Most students read past papers and feel productive. But reading is not practising — and on exam day, only practice shows up.
If you've ever looked at an old SEE paper, nodded along to the answers, and still frozen on a similar question in the real exam — this is for you. The paper isn't the problem. The way we use it is.
Why reading answers fools you
When you read a worked answer, your brain recognises it and thinks, "Yes, I knew that." That feeling of recognition is not the same as being able to produce the answer yourself. Recognition is easy. Recall under pressure is hard — and recall is exactly what the exam tests.
The method: attempt first, check second
Here's the whole trick, and it's almost embarrassingly simple:
- Cover the answer. Read only the question.

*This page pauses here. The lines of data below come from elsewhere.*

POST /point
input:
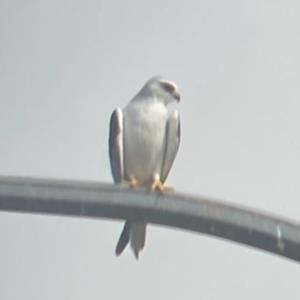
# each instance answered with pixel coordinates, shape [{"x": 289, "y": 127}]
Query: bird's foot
[
  {"x": 132, "y": 183},
  {"x": 157, "y": 185}
]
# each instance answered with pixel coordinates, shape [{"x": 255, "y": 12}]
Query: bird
[{"x": 144, "y": 138}]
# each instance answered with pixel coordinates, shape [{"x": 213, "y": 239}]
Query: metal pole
[{"x": 209, "y": 216}]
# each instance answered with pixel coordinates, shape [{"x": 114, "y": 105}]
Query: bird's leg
[
  {"x": 158, "y": 185},
  {"x": 132, "y": 182}
]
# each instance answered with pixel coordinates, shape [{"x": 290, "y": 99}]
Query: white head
[{"x": 159, "y": 89}]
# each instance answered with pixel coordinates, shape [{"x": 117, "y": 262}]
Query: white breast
[{"x": 144, "y": 132}]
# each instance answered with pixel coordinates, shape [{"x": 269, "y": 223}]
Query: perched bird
[{"x": 143, "y": 142}]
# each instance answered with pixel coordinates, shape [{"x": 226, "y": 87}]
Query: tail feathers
[
  {"x": 137, "y": 237},
  {"x": 124, "y": 238}
]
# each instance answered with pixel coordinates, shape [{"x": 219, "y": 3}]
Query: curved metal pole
[{"x": 209, "y": 216}]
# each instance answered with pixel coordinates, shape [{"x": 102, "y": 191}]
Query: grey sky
[{"x": 65, "y": 65}]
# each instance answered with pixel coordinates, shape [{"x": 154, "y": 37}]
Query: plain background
[{"x": 65, "y": 65}]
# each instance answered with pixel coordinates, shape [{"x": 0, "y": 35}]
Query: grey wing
[
  {"x": 172, "y": 141},
  {"x": 116, "y": 145}
]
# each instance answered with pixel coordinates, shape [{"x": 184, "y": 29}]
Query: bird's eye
[{"x": 168, "y": 87}]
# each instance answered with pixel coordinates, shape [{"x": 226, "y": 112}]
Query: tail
[
  {"x": 137, "y": 237},
  {"x": 123, "y": 239},
  {"x": 136, "y": 233}
]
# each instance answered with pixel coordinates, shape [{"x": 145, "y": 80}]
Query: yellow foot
[{"x": 157, "y": 185}]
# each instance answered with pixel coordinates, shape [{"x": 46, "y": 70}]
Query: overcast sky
[{"x": 65, "y": 65}]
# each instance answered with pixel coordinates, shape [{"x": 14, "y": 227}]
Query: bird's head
[{"x": 161, "y": 89}]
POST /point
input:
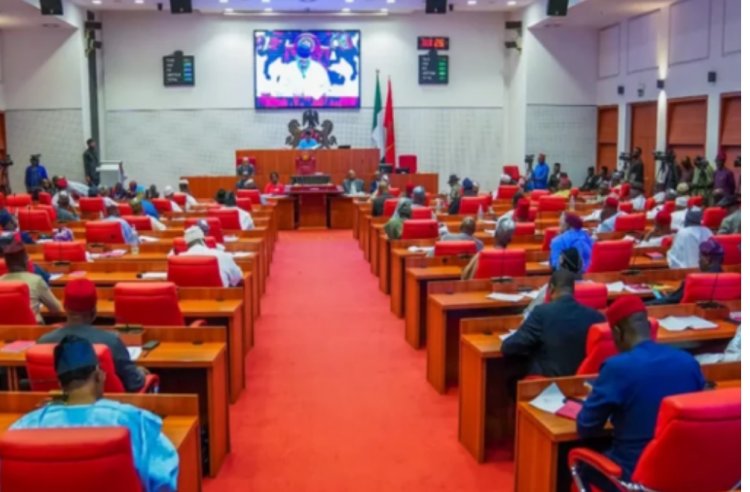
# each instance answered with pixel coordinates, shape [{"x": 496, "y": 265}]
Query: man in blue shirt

- Attempt it fully — write real steps, not "I'd probably do X."
- Then reveal the model answer and compare, line by line.
- Mark where you lost steps — a missing substitution, a skipped unit, a wrong formula.
That fourth step is where the marks live. The SEE rewards method, not just the final number. If you can see exactly which step you dropped, you've found something specific to fix — far more useful than "I need to study more."
The goal isn't to finish the paper. It's to find the gap between what you can recognise and what you can produce.
Do it by topic, not by panic
Don't grind random papers front to back. Pick the chapters you're weakest in and do those questions across several years. You'll start seeing the same ideas come back in slightly different clothes — and recognising that pattern is a huge part of feeling calm in the real exam.
That's it. Attempt, reveal, compare, fix — one question at a time. Do that with even a handful of past papers and you'll walk in knowing not just the content, but how the exam likes to ask about it.